Lobo Antunes transborda de charme quando nem presta atenção à resposta que ele próprio solicitou. O seu défice auditivo pode ser um excelente álibi. Quando faz que obedece à notável intervenção da professora Maria Alzira Seixo, numa das conferências, quando esta fala “no trânsito poético da frase”, que às vezes se suspende: “Não é cantilena para adormecer mas advertência para acordar. A frase não chega até ao fim. A vida não chega…”. E quando interpela… interpela imenso. Você acha que os meus livros são tristes? E nós a balbuciar umas sílabas como o irmão surdo do livro.

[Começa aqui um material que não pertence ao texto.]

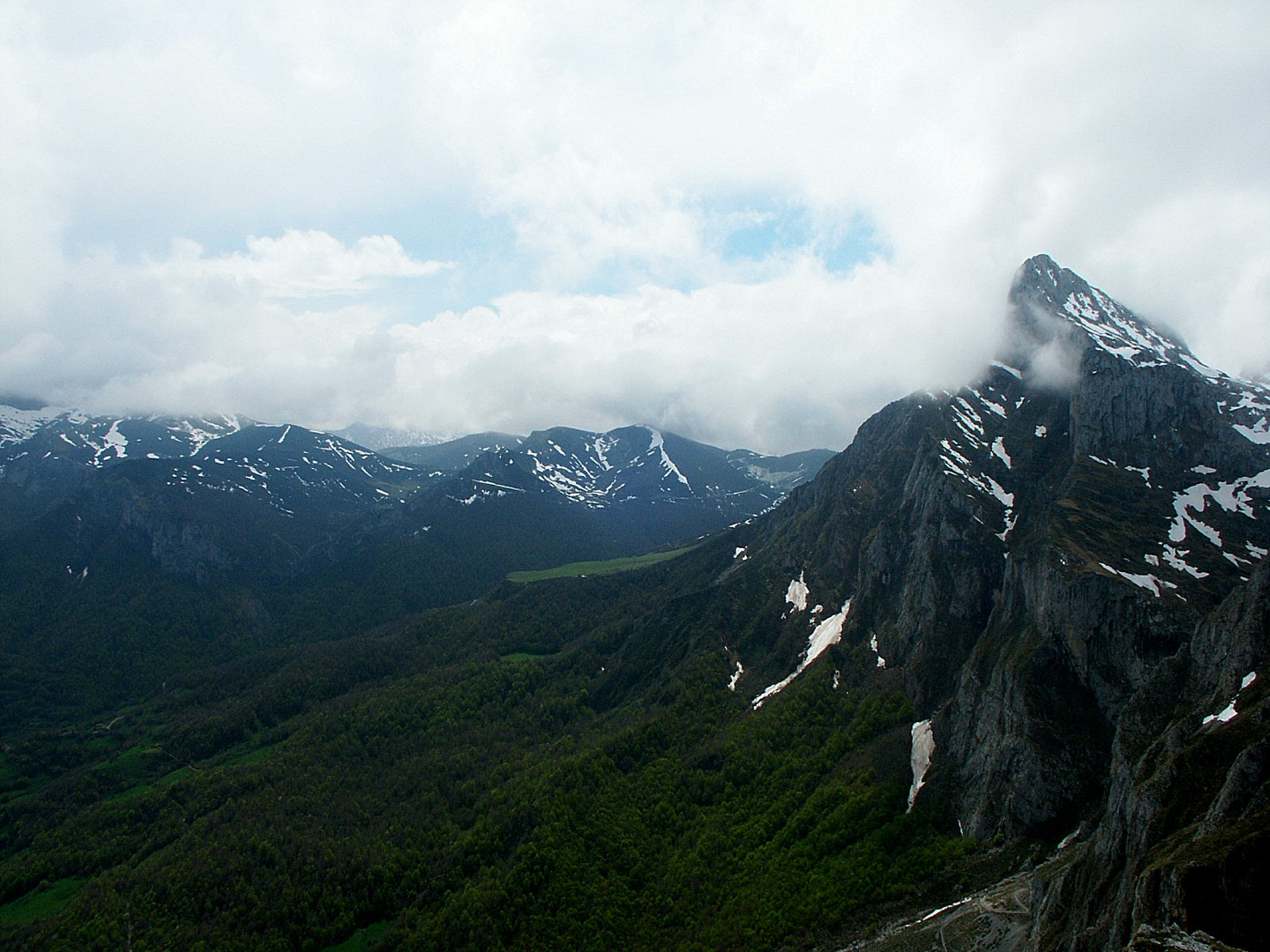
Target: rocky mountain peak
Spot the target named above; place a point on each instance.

Acha que o seu pai é velho? “Atou a ti ata”… Não achas que esta mulher tem olhos que questionam? E estaca perante um painel com a fotografia do Não é Meia noite Quem Quer que lhe foi oferecida pelo seu otorrino. E quando um retrato dos tempos de Angola, com que se cruza na avenida, lhe evoca, como uma madalena de Proust, “um fazendeiro colonial que tinha uma cubata enorme e que colecionava gigantescas caveiras de hipopótamo”. Ou quando nem pestaneja, quando passa por uma crítica visceral do Independente, que arrasam a sua escrita e lhe chamam energúmeno”. “Era um semanário que passava o tempo todo a dizer mal de mim, não sei porquê…”, explica a Maria Luísa Blanco Lledó, directora editorial do Museu Nacional Centro de arte Rainha Sofia, sua biógrafa e directora do suplemento cultural do El País. E quando recita poemas, em duelo com os miúdos do grupo de teatro, acompanhado à viola, sobre um fundo de granito amarelado pelos candeeiros públicos: um momento mágico. Às vezes, também ele, sai fora da sua personagem. Porventura a melhor por ele próprio criada.